Just beyond the expanse of glass windows at the Castillo El Collado, a perfect gem of an inn located in Laguardia, Spain, a blazing orange ball of a sun slips behind the mountains, and a violet haze descends upon the valley.
It’s nearly 7 p.m., and I am just finishing lunch. While getting up from lunch at a time when most are sitting down for dinner may seem a bit odd to Americans, it is the ideal metaphor for Spain.
This is a country deeply rooted in the past and steeped in tradition. Time is relative here, and the hours of the day are delineated not so much by traditional methods of telling time as by sensory impressions. Morning is the smell of freshly baked bread and the crow of a rooster; afternoon, the feel of the broiling sun on one’s back; nighttime, the sound of clicking castanets and the silky taste of a rich red wine.
Nowhere is this timelessness more apparent than in La Rioja. The smallest of Spain’s 17 regions, La Rioja was strategic enough to have attracted at various times Celts, Romans, Visigoths, Muslims and Christians, all of whom left their marks.
Lying in the shadows of the Pyrenees, the mountain range that separates Spain from France, La Rioja is split in two: Rioja Alta (Upper Rioja) is mountainous and humid, and Rioja Baja (Lower Rioja) is flat and has a sunny, Mediterranean-like climate.
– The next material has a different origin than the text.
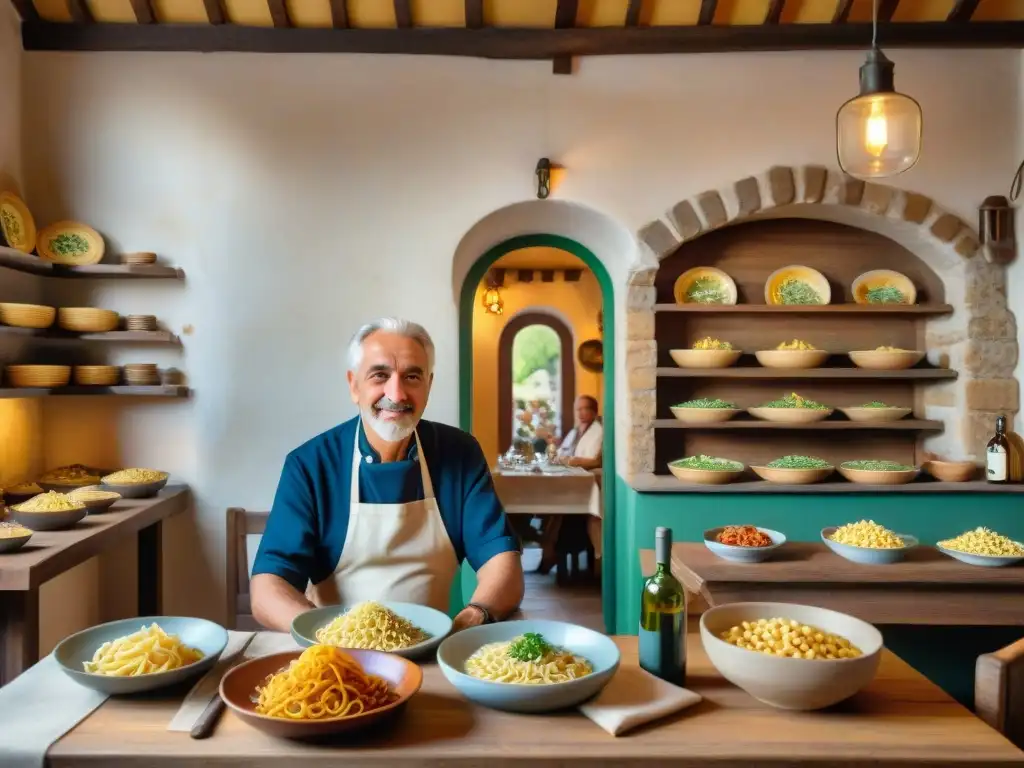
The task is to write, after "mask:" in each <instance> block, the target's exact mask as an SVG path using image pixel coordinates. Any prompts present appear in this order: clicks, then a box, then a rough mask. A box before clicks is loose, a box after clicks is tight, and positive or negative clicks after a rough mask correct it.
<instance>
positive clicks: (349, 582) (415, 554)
mask: <svg viewBox="0 0 1024 768" xmlns="http://www.w3.org/2000/svg"><path fill="white" fill-rule="evenodd" d="M361 428H362V424H361V423H359V424H357V425H356V428H355V444H354V445H353V446H352V485H351V489H350V492H349V509H348V530H347V532H346V534H345V545H344V547H343V548H342V552H341V556H340V557H339V558H338V564H337V566H335V569H334V573H333V574H331V577H329V578H328V579H325V580H324V581H323V582H321V583H319V584H315V585H310V586H309V588H308V589H307V590H306V597H308V598H309V599H310V600H311V601H312V602H313V603H314V604H315V605H317V606H323V605H351V604H353V603H356V602H361V601H364V600H394V601H396V602H407V603H417V604H419V605H429V606H430V607H432V608H436V609H437V610H439V611H441V612H443V613H447V612H449V603H450V598H451V590H452V583H453V582H454V581H455V577H456V573H457V572H458V570H459V560H458V558H457V557H456V554H455V548H454V547H453V546H452V540H451V539H449V535H447V530H446V529H445V528H444V521H443V520H441V513H440V510H439V509H438V507H437V500H436V499H435V498H434V486H433V483H432V482H431V481H430V472H429V470H428V469H427V458H426V457H425V456H424V455H423V446H422V445H421V444H420V435H419V433H418V432H414V435H415V436H416V447H417V456H418V458H419V464H420V474H421V476H422V477H423V496H424V498H423V499H422V500H421V501H416V502H408V503H406V504H361V503H359V465H360V464H361V463H362V462H361V461H360V460H361V459H362V456H361V454H360V453H359V430H360V429H361Z"/></svg>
But the two have one thing in common: Together, they constitute Spain’s most prolific wine-producing region.
Here, in the basin of the River Ebro, in an area 80 miles long and 33 miles wide, are some 500 wineries, or as they are known in Spain, bodegas. Upper and Lower Rioja, along with adjacent Rioja Alavesa in the Basque country, have been producing Spain’s premier red wines since the Middle Ages, when area monks doubled as the first winemakers.
Unlike in France’s Bordeaux region and the Napa and Sonoma valleys of California, La Rioja’s bodegas are not always available to tourists who just happen by. Many are open by appointment only, and a visit requires some prior knowledge and careful planning, especially if you require an English-speaking guide.
However, for those determined to stop and sip, a few bodegas are open to the public on a regular basis. Bodegas Muga, located near the city of Haro in Upper Rioja, is perhaps the best known, although Bodegas Palacio and Bodegas Ontanon in Lower Rioja are also worth a visit.
And, of course, these delicious, full-bodied vintages can be sampled at the region’s restaurants, from Haro’s tapas bars to the magnificent Landa Palace in nearby Burgos, where the specialty of the house is prime Spanish beef.
A Hermit’s Heritage
The wines, though undeniably excellent, are not the only thing La Rioja is known for. This is an area rich in the history of 10 centuries, and visitors won’t lack for interesting sites between wine tastings.
One of the most interesting is San Millan de la Cogolla in the Cardenas River valley of Upper Rioja. It was here that the sixth-century hermit San Millan, a Benedictine monk, was said to have appeared, like St. James the Apostle, on a white horse to defend the Christians from the Moors.
It is home to two important monasteries, Suso and Yuso, both UNESCO World Heritage Sites. Suso, carved into the mountain to guard the cave where the holy hermit dwelt, is hidden from view and can be accessed by shuttle from the valley floor. In addition to its connection with San Millan, it was here that the Spanish language originated, as monks recorded the first written words in both the Castillian and Basque languages.
The second monastery, Yuso, dominates the valley below. Founded in the 11th century, it now houses the relics of the saint. Visitors will marvel at the magnificent Gothic cloister and the exceptional collection of ivory figures that depict scenes from the life of San Millan.